La città ha abbracciato come un figlio uno studente straniero in difficoltà (Alma Mater non è sembrato solo un fregio accademico ma una vocazione), non ha mai smesso di aspettarlo e di quell’attesa cocciuta ha dato segno permanente sulla facciata del suo antico municipio; lo studente l’ha continuamente nominata, come una madre adottiva, lungo la sua assurda detenzione.
Diciamo “prigioniero politico” senza renderci mai abbastanza conto di quanto barbarica, scandalosa sia quella condizione: persone in carcere non per avere commesso un crimine, ma per avere espresso un’opinione, o scritto parole sgradite a chi comanda. Nel mondo sono decine di migliaia: non sono riuscito a trovare in rete un numero attendibile, spero di non avere approssimato per difetto.
Bologna non poteva che fare sua la storia di Zaki, perché la tolleranza è un tratto molto forte della sua identità. Anche troppa, dicono quelli che non amano la tradizione consociativa della città, post-comunista, curiale, massonica.

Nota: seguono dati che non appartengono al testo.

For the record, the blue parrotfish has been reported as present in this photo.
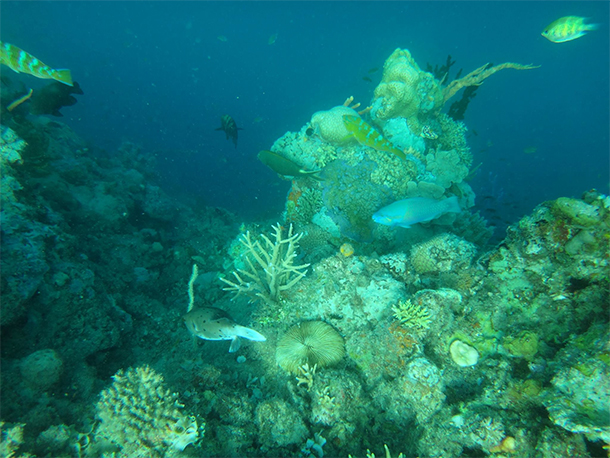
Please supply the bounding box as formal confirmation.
[541,16,598,43]
[216,114,243,148]
[372,196,461,228]
[0,42,73,86]
[342,115,406,160]
[184,307,266,353]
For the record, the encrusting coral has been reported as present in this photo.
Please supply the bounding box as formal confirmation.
[220,224,310,305]
[94,365,200,457]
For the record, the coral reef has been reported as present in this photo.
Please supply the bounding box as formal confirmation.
[94,365,201,456]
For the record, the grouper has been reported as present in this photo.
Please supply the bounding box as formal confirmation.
[184,307,266,352]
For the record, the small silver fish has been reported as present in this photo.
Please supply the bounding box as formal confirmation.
[184,307,266,352]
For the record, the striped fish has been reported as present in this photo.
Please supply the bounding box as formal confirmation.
[342,115,406,160]
[0,42,72,86]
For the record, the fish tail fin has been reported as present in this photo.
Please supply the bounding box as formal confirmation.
[53,69,73,86]
[585,23,599,32]
[445,196,461,213]
[234,325,266,342]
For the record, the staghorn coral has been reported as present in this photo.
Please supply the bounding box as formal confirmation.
[220,224,310,305]
[94,365,200,457]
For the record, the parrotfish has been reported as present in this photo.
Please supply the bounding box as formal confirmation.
[542,16,598,43]
[257,150,322,180]
[0,42,73,86]
[184,307,266,353]
[372,196,461,228]
[216,114,242,148]
[342,115,406,160]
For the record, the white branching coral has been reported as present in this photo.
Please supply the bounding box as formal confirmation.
[220,224,310,304]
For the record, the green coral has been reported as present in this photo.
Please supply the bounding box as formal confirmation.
[392,299,432,338]
[553,197,601,227]
[502,331,539,361]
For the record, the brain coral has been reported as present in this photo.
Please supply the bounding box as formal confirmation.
[371,48,443,133]
[310,105,359,145]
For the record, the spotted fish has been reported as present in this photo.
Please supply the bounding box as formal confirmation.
[342,115,406,160]
[184,307,266,352]
[0,41,73,86]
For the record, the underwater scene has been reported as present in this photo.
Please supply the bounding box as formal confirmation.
[1,2,609,457]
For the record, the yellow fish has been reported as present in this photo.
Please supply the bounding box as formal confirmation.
[0,42,72,86]
[342,115,406,160]
[542,16,598,43]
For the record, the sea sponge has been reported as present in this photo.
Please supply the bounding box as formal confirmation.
[370,48,443,132]
[94,365,200,456]
[276,321,345,373]
[310,106,359,145]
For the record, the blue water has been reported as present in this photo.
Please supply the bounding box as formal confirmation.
[2,1,608,227]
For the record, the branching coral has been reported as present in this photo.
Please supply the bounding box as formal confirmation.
[95,366,200,456]
[392,299,432,338]
[220,224,310,304]
[442,62,540,103]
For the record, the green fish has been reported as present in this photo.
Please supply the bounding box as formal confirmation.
[217,35,228,42]
[258,150,322,180]
[342,115,406,160]
[542,16,598,43]
[0,41,72,86]
[268,33,278,45]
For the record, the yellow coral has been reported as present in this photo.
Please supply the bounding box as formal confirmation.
[310,105,360,145]
[371,48,443,132]
[391,299,432,337]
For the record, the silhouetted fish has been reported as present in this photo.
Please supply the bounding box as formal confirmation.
[216,114,242,148]
[184,307,266,352]
[30,81,83,117]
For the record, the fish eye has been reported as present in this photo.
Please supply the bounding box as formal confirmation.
[305,127,314,137]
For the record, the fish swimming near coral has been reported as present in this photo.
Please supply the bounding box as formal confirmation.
[342,115,406,160]
[257,150,322,180]
[541,16,598,43]
[372,196,461,228]
[184,306,266,353]
[30,81,83,117]
[0,41,73,86]
[216,114,242,148]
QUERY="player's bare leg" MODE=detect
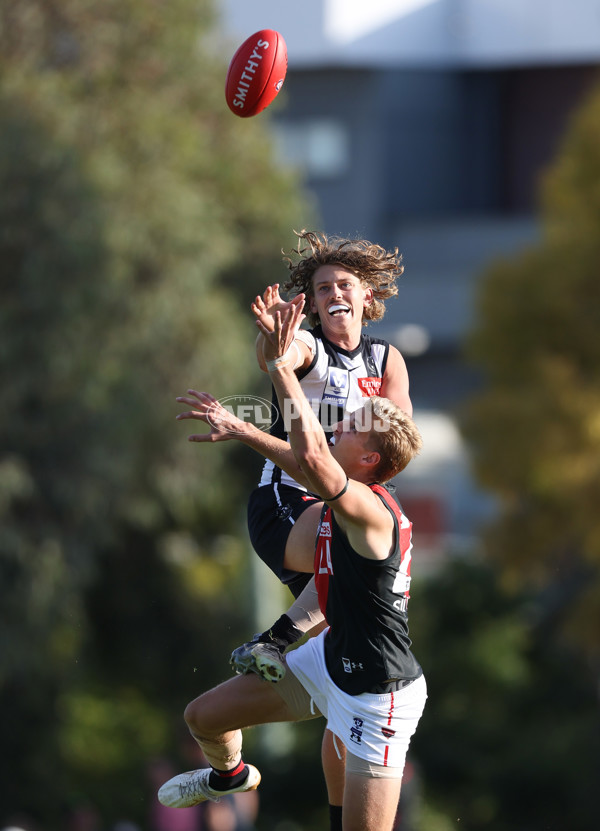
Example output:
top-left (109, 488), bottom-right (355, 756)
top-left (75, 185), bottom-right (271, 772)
top-left (283, 501), bottom-right (324, 573)
top-left (158, 674), bottom-right (298, 808)
top-left (185, 672), bottom-right (297, 737)
top-left (322, 728), bottom-right (346, 826)
top-left (342, 773), bottom-right (402, 831)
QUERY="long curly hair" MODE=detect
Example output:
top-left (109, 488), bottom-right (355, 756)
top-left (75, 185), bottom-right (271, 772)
top-left (282, 229), bottom-right (403, 328)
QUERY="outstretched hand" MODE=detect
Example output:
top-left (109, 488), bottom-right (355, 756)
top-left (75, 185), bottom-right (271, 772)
top-left (256, 301), bottom-right (306, 365)
top-left (252, 284), bottom-right (305, 334)
top-left (176, 390), bottom-right (247, 442)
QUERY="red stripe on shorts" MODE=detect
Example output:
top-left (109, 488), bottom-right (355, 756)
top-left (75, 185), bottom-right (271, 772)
top-left (384, 691), bottom-right (396, 765)
top-left (387, 692), bottom-right (395, 724)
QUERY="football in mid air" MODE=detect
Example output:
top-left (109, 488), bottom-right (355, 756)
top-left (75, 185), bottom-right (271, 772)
top-left (225, 29), bottom-right (287, 118)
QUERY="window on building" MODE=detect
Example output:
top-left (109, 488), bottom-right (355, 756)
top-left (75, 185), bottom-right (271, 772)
top-left (272, 119), bottom-right (350, 179)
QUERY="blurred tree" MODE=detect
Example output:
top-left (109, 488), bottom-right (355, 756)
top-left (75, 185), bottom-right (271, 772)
top-left (410, 560), bottom-right (599, 831)
top-left (0, 0), bottom-right (314, 826)
top-left (462, 76), bottom-right (600, 662)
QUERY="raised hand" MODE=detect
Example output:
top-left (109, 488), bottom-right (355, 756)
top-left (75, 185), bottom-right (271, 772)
top-left (256, 302), bottom-right (306, 365)
top-left (176, 390), bottom-right (248, 442)
top-left (251, 284), bottom-right (304, 334)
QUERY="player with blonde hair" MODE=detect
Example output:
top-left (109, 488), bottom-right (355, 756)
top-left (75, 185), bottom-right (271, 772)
top-left (166, 305), bottom-right (426, 831)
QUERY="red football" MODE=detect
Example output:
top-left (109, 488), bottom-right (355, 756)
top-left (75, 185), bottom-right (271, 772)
top-left (225, 29), bottom-right (287, 118)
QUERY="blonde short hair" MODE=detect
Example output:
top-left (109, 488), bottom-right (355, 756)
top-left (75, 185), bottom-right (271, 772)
top-left (361, 397), bottom-right (422, 482)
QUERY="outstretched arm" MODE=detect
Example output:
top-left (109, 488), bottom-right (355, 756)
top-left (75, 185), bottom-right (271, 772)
top-left (257, 308), bottom-right (393, 557)
top-left (256, 306), bottom-right (343, 499)
top-left (176, 390), bottom-right (311, 489)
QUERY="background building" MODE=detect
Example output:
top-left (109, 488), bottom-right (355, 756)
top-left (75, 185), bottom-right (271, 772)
top-left (219, 0), bottom-right (600, 557)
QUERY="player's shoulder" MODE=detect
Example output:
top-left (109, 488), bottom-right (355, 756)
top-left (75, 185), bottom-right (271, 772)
top-left (296, 328), bottom-right (316, 350)
top-left (370, 482), bottom-right (405, 517)
top-left (294, 328), bottom-right (317, 367)
top-left (361, 331), bottom-right (391, 349)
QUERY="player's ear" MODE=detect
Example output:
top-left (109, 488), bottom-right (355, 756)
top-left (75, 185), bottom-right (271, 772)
top-left (363, 286), bottom-right (374, 307)
top-left (309, 294), bottom-right (318, 314)
top-left (362, 450), bottom-right (380, 468)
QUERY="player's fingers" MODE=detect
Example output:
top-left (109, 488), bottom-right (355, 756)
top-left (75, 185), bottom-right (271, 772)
top-left (291, 292), bottom-right (305, 308)
top-left (176, 390), bottom-right (204, 405)
top-left (192, 391), bottom-right (218, 405)
top-left (256, 319), bottom-right (271, 336)
top-left (176, 410), bottom-right (207, 421)
top-left (176, 397), bottom-right (200, 408)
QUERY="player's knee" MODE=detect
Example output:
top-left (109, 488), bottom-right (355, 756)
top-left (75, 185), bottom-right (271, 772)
top-left (184, 697), bottom-right (206, 734)
top-left (184, 690), bottom-right (226, 738)
top-left (183, 699), bottom-right (196, 728)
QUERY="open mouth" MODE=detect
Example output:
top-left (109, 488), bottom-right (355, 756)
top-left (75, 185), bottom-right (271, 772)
top-left (328, 304), bottom-right (350, 317)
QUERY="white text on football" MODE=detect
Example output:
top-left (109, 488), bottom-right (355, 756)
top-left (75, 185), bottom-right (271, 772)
top-left (233, 39), bottom-right (270, 109)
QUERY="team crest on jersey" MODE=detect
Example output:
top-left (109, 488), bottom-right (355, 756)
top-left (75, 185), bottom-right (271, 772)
top-left (381, 727), bottom-right (396, 739)
top-left (322, 367), bottom-right (349, 404)
top-left (357, 377), bottom-right (382, 397)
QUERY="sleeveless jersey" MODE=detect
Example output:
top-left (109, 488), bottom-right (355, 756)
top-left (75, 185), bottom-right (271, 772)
top-left (314, 484), bottom-right (422, 695)
top-left (258, 325), bottom-right (390, 489)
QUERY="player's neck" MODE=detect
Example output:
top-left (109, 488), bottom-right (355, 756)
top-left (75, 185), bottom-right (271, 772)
top-left (320, 321), bottom-right (362, 352)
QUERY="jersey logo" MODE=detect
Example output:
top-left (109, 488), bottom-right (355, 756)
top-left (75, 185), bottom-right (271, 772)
top-left (342, 658), bottom-right (364, 674)
top-left (357, 377), bottom-right (382, 397)
top-left (319, 520), bottom-right (332, 538)
top-left (381, 727), bottom-right (396, 739)
top-left (322, 367), bottom-right (349, 404)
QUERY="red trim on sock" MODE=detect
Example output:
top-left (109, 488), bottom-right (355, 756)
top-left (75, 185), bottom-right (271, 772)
top-left (214, 760), bottom-right (245, 778)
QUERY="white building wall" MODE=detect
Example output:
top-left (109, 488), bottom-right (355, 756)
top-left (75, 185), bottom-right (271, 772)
top-left (219, 0), bottom-right (600, 68)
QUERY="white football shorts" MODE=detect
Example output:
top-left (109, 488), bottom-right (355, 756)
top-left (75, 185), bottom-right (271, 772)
top-left (285, 630), bottom-right (427, 771)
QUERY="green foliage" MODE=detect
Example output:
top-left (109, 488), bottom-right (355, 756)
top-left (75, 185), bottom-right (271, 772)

Poco litigiosa, insomma. Sta di fatto che la detenzione di Zaki, colpendo una comunità così tollerante, suonava particolarmente oltraggiosa. La libertà di parola, nel 2023, è ancora un problema di prima grandezza in grande parte nel mondo. Non in piazza Grande, dove le parole galleggiano libere e felici sui capannelli degli anziani che ne hanno viste di tutti i colori: ora anche il ritorno di un figliolo egiziano, bolognese come loro.